Hi all,

I don't normally post on the TLS mailing list, but there's enough, shall we
say, drama happening here that I thought my opinion worthwhile.

I support publication of this draft as an RFC.

I'm not going to engage with the political arguments made here by many.
Quite simply, I don't have the energy for more politics in my life right
now. I instead think that this document should be considered from the
perspective of what the IETF is and does.

The IETF is not a regulatory body, the IETF does not police how people use
the Internet (in spite of what RFC 8962
<https://www.rfc-editor.org/rfc/rfc8962.html> may suggest 😁). The IETF is
a place for us, as a community, to publish standards so that we all can
agree on how to talk to each other over the Internet, however we want.

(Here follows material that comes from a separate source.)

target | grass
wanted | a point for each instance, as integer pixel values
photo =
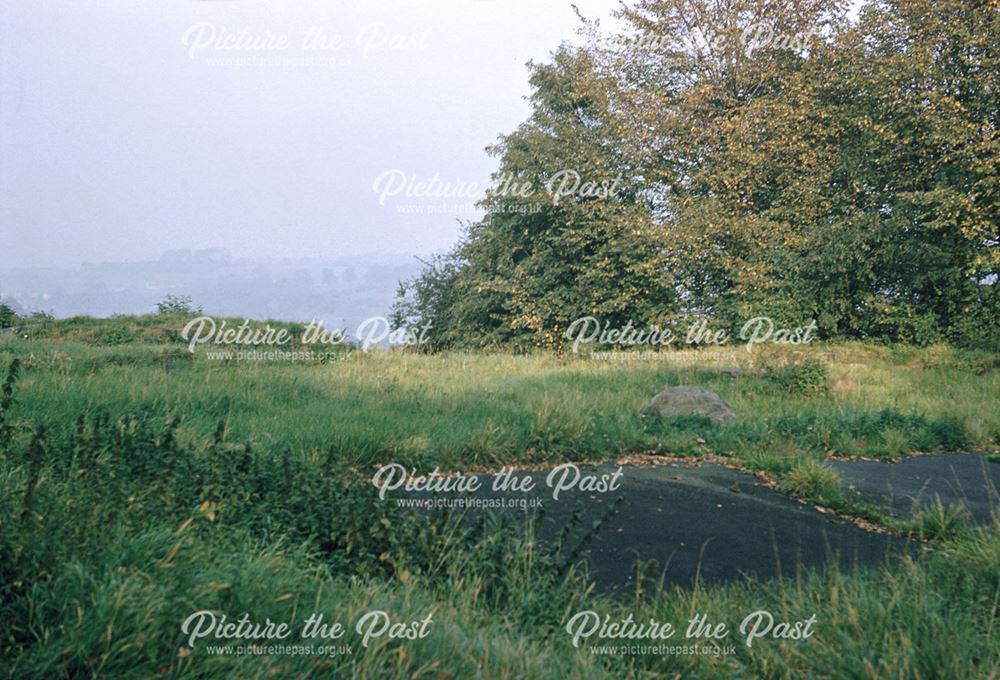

That a document is published as an RFC is not a requirement to use it, or
even an endorsement of it. Anyone is perfectly free to look at an IETF
standard, conclude it is awful, and not implement it. Equally, there are
evidently people who *do* want to pure ML-KEM key agreement in TLS, so we
better standardise how that's done before we end up with a mess of
incompatible implementations.

It is not our job in this case to judge if using pure ML-KEM or a hybrid is
a good idea or not, and the document explicitly states this, by stating it
is not an IETF recommended algorithm. Consequently, we are not here to
judge if the algorithm is a good idea, but merely if standardisation is
warranted to avoid implementation fragmentation. In this case, it is almost
trivial to conclude that it is worthwhile.